Can Richard Blais Save the Food Network? A Look At His New Show, Hungry Games
While Richard Blais landed a sweet gig judging on this next Boston season of Top Chef, he landed yet another TV gig — this time on the infamous Food Network. Could Blais, already the master of celebrity chefness (you’ve hit it big when you shill cat food, we guess?) give the Food Network a winning show?
Well, there may be a fighting chance for the show after all. Blais’ new show, Hungry Games, is a mere six episodes, so it seems more that the Food Network and Blais are dipping their toes in the water to see if anything will really stick. But the show does feel very reminiscent of another very smart Food Network lifer and his quirky stuff — a certain Alton Brown, anyone? You tell us who this sounds more like (from the press release):
Throughout the season, Richard Blais investigates the psychology and science behind our food decisions and cravings. In one episode, he learns about the role that expectations play when tasting new foods, by experimenting with an untraditional salmon-flavored ice cream taste test. Richard also explores the surprising power of language to stimulate cravings for a slice of cheesy pizza. He discovers the secret x-factor of juicy burgers, and the irresistible appeal of greasy, salty bar foods. Plus, he gets to the bottom of why comfort food really is so comforting. In another episode, Richard exposes the hidden psychological connection between rooting for a winning sports team and the amount of food we consume during the game. He also discovers the reason why mom’s homemade side dishes always taste the best. These mind-blowing discoveries will change the way you think about what you eat!

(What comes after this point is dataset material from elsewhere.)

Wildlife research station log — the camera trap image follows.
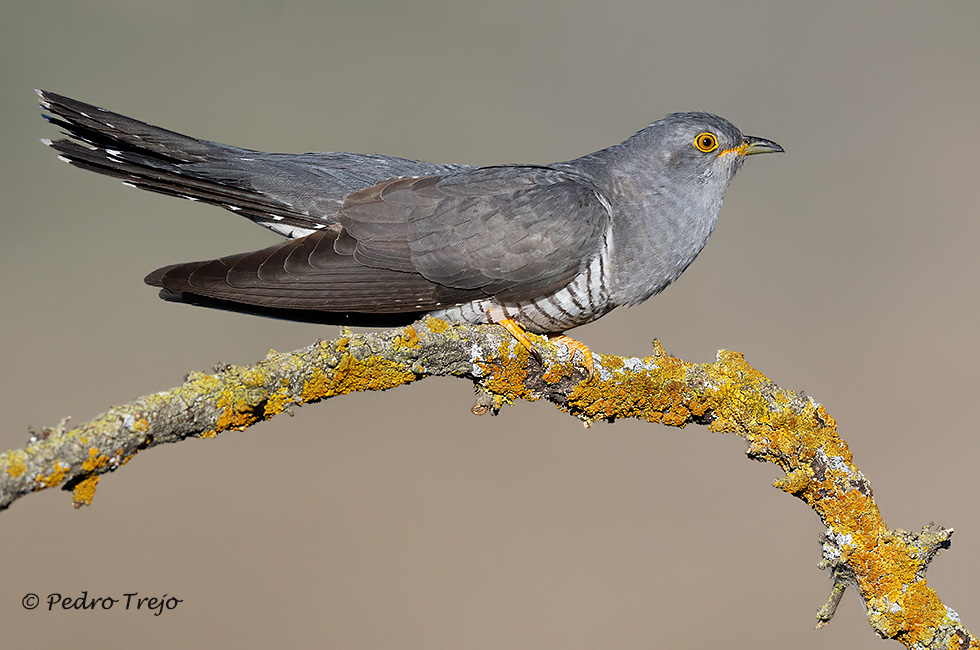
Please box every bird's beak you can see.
[740,136,784,156]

Allen Salkin, author of the book From Scratch: The Uncensored History of the Food Network (in paperback October 7), says the show signals a new change for the Food Network — a smarter change. “There’s a good chance of it being a hit among people who have stopped watching the Food Network,” says Salkin. “Whether it’s an Neilson ratings hit is irrelevant; it’s good for the brand. The show is actually smart looking, something food people like me would actually want to watch.”
Salkin says the show makes everything around it look stale, and that the Food Network may have finally “grown up” and listened to the criticism surrounding its shows. “The Food Network educated America and made us all food literate, and then it stopped delivering anything literate,” he says. “It brought us to a certain point and then it got off, checked out. But this show just sounds smart…

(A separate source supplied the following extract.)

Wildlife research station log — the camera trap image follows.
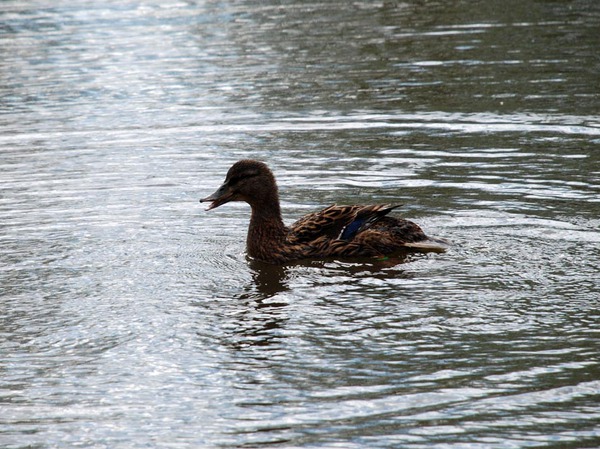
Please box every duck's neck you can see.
[247,200,287,260]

“I’ve always continued to hope that Food Network would get smart again. This is the network that put Alton Brown and Good Eats on [the air]. Food Network kept surprising me by not putting smart shows on. But I never lost hope.”

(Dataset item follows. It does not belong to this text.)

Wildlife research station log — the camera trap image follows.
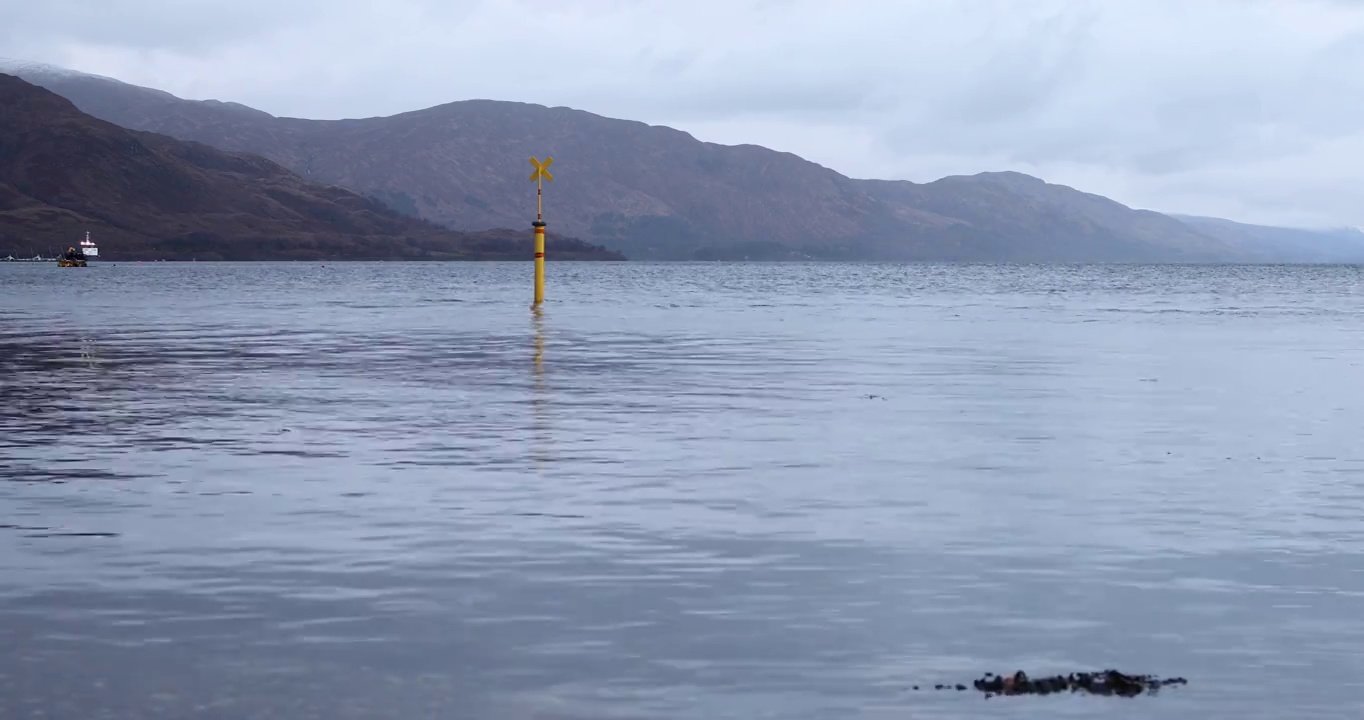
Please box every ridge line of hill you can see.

And sure, it’s very clear that Food Network wants to avoid all mentions of Top Chef and its competitors (aka Bravo) when talking about Blais’ new show. (“Top Chef is still a giant thorn in Food Network’s side, Salkin says.) But hey, if Food Network can take a gamble and show that smart food TV works, maybe it’ll do wonders for Scripps et al. And then maybe get Justin Warner that TV show after all.